A reminder to our readers that from 1st April 2020 there will be changes to EPC Regulations
You might remember way back in September 2017 that I wrote an article advising landlords that as from the 1st April 2018 there would be a legal requirement for any new properties that were to be rented out in the private sector to have a minimum energy performance rating of ‘E’ on the Energy Performance Certificate for their rental property, unless they were eligible for an exemption.
These regulations came into force for new rental properties and for renewals of existing tenancies with effect from the 1st April 2018, but there was also notification at this time that this would become a requirement for all existing tenancies from the 1st April 2020, giving landlords the opportunity to carry out any modifications required to make their property compliant with the ‘E’ rating. So, even if you have a longstanding tenant and they have rented your property since before April 2018, you will still need to make sure that your property complies with the new regulation.
From 1st April 2020 it will be unlawful to rent a property that breaches the requirement for a minimum ‘E’ rating unless there is an applicable exemption.

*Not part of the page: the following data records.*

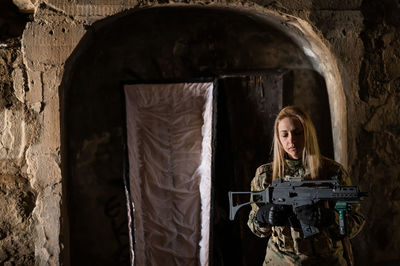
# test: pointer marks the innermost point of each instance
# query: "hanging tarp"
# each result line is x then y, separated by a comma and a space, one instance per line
169, 146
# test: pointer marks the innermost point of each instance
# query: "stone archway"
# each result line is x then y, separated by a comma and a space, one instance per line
88, 90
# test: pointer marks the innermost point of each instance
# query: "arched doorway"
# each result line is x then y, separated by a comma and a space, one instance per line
243, 50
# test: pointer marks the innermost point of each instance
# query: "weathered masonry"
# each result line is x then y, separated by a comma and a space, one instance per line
65, 173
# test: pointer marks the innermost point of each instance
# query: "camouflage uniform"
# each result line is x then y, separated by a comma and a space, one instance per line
286, 245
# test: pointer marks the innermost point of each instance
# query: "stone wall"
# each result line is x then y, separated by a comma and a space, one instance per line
362, 35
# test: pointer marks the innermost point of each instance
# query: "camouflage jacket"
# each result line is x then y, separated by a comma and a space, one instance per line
288, 242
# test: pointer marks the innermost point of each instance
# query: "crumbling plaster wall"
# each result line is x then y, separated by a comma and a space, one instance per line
363, 35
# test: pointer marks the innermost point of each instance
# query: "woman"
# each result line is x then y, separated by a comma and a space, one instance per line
297, 157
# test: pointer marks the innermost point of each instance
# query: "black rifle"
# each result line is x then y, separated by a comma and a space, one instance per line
300, 193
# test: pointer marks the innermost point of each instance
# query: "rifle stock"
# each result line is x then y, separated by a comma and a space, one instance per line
300, 193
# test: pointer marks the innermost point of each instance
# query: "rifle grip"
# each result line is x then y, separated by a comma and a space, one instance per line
308, 230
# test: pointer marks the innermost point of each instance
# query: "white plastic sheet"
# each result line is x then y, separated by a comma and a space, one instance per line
169, 145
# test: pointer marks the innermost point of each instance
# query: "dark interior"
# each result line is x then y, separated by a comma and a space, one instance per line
257, 71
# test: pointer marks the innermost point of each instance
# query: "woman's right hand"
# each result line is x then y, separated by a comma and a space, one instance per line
273, 214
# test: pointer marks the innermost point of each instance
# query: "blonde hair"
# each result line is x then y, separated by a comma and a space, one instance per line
311, 155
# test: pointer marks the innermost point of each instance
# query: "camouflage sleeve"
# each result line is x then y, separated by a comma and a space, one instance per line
258, 183
355, 220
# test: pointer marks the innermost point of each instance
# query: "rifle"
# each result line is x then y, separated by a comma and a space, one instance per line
300, 193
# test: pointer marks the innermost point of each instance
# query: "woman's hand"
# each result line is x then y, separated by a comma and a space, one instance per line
273, 214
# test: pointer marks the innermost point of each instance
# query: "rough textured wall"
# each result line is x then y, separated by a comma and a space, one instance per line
17, 133
364, 36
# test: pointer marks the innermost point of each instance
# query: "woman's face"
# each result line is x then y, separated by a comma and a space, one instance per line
291, 136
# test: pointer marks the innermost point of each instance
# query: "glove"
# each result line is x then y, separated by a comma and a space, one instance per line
273, 214
314, 216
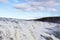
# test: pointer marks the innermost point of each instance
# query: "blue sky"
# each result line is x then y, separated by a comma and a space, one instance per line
29, 9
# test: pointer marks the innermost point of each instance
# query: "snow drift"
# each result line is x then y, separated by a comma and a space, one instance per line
15, 29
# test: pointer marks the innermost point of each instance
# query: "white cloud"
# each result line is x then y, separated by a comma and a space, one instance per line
38, 5
4, 1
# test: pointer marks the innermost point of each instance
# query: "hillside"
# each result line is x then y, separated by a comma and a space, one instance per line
16, 29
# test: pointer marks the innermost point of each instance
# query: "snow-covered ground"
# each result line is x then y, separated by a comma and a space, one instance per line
14, 29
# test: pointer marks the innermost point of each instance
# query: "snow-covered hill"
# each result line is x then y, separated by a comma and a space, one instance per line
16, 29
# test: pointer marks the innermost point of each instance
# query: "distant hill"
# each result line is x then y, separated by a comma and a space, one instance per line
37, 29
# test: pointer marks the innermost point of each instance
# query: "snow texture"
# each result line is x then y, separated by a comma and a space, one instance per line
14, 29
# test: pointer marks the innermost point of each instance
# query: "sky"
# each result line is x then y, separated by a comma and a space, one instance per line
29, 9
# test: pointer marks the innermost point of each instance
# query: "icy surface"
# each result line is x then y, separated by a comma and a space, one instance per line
12, 29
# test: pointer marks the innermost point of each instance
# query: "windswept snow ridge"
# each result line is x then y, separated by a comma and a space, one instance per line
14, 29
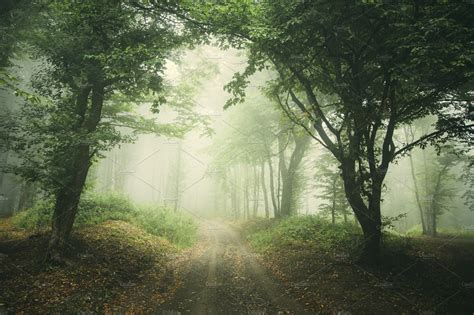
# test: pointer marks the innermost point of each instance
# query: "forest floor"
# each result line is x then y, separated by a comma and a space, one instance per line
112, 268
424, 275
116, 268
224, 277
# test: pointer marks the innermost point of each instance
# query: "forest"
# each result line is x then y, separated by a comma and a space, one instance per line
236, 157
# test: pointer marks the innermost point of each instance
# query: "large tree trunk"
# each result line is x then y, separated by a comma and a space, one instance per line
264, 190
68, 196
67, 201
368, 216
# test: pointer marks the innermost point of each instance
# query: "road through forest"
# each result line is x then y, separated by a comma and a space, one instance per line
224, 277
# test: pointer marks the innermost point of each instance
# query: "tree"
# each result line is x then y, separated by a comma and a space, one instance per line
101, 59
330, 182
384, 65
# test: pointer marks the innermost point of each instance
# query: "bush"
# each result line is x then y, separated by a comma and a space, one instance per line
95, 208
177, 227
306, 231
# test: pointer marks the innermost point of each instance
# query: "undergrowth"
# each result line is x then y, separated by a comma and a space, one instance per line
95, 208
314, 233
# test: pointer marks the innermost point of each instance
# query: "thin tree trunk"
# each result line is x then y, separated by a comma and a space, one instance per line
415, 183
333, 208
273, 196
264, 190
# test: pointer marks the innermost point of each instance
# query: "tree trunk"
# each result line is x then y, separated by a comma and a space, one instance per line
276, 211
369, 217
289, 174
27, 195
256, 192
334, 196
264, 190
415, 183
68, 196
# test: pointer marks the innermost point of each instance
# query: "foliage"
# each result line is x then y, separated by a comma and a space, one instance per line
310, 231
95, 209
177, 227
109, 47
382, 67
328, 179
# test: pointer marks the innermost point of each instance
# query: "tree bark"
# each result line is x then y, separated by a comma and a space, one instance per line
264, 190
289, 174
276, 212
68, 196
415, 184
369, 217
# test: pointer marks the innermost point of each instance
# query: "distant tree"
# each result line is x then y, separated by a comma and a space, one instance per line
329, 181
385, 66
101, 58
440, 191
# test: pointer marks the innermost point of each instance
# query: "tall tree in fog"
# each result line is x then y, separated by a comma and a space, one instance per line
100, 57
386, 67
329, 182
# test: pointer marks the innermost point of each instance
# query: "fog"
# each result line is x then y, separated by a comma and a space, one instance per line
182, 173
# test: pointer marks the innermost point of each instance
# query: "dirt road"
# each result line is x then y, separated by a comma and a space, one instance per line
225, 278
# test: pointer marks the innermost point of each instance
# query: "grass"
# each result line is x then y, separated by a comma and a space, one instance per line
304, 231
176, 227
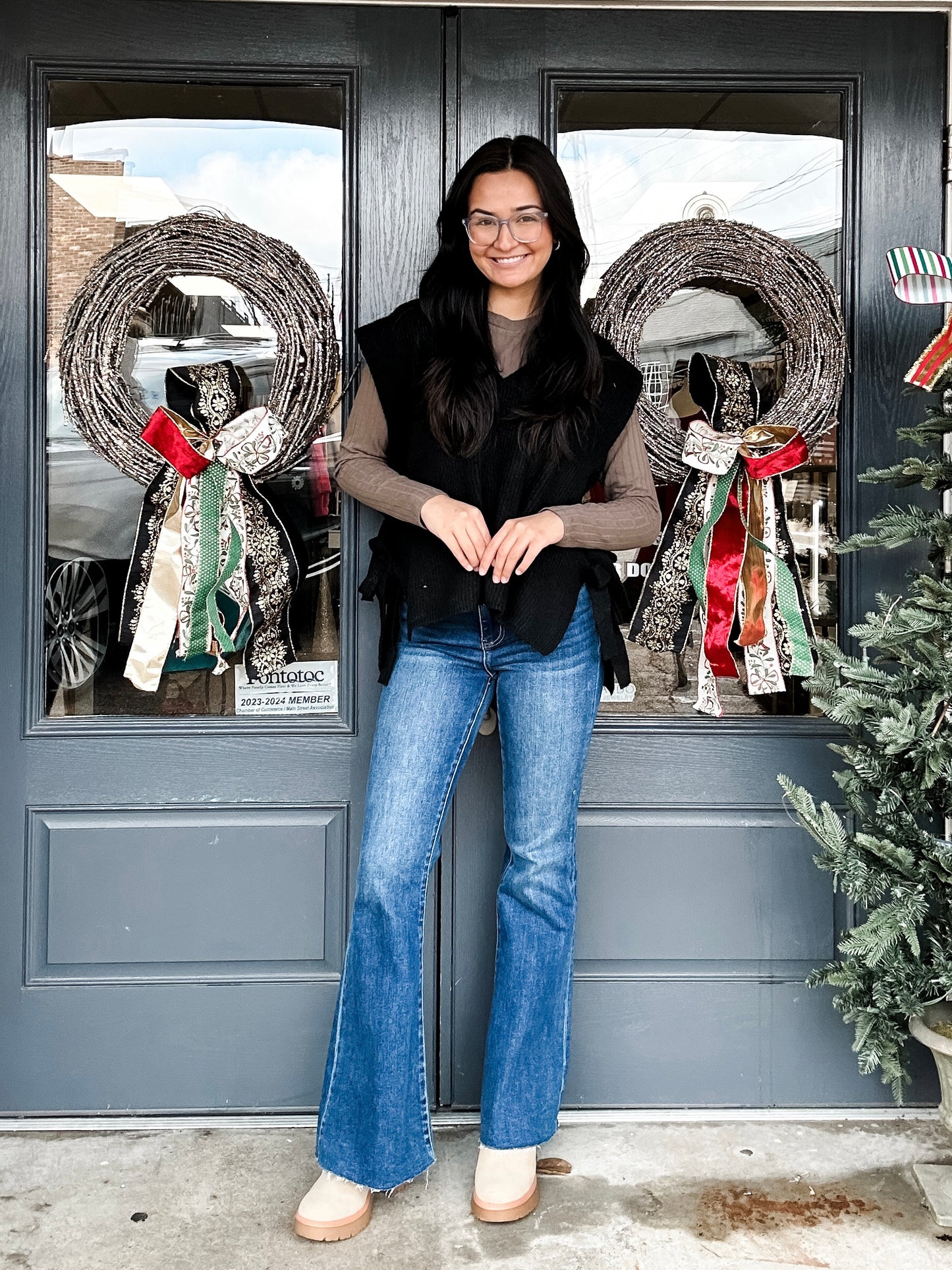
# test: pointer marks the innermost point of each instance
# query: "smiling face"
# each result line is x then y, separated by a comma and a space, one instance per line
508, 263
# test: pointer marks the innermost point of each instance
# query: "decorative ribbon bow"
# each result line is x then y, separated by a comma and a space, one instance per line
923, 277
202, 544
734, 565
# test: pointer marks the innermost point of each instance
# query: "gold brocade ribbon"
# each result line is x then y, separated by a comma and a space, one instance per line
202, 542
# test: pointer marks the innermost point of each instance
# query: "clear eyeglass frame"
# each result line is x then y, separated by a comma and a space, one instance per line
530, 231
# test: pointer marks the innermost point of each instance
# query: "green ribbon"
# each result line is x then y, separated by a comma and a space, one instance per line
205, 616
787, 597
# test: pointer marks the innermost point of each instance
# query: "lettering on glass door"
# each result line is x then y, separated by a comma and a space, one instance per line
122, 156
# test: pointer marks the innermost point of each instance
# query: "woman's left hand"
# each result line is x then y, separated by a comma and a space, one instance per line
516, 544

A civil penalty of up to £4,000 could be imposed on landlords who breach the regulations. The guidance given here is only a summary of the regulations. There are separate regulations which came into effect 1st April 2016 under which a tenant can apply for consent to carry out energy efficiency improvements in privately rented properties.
You might therefore want to check that the energy performance rating on your rental property will meet the required ‘E’ rating so that your property complies with the new regulations by the deadline date.
If you’re not sure what the EPC rating of your property is there are several local companies who are qualified to assess properties and will be only too happy to carry out the assessment for you at a reasonable rate.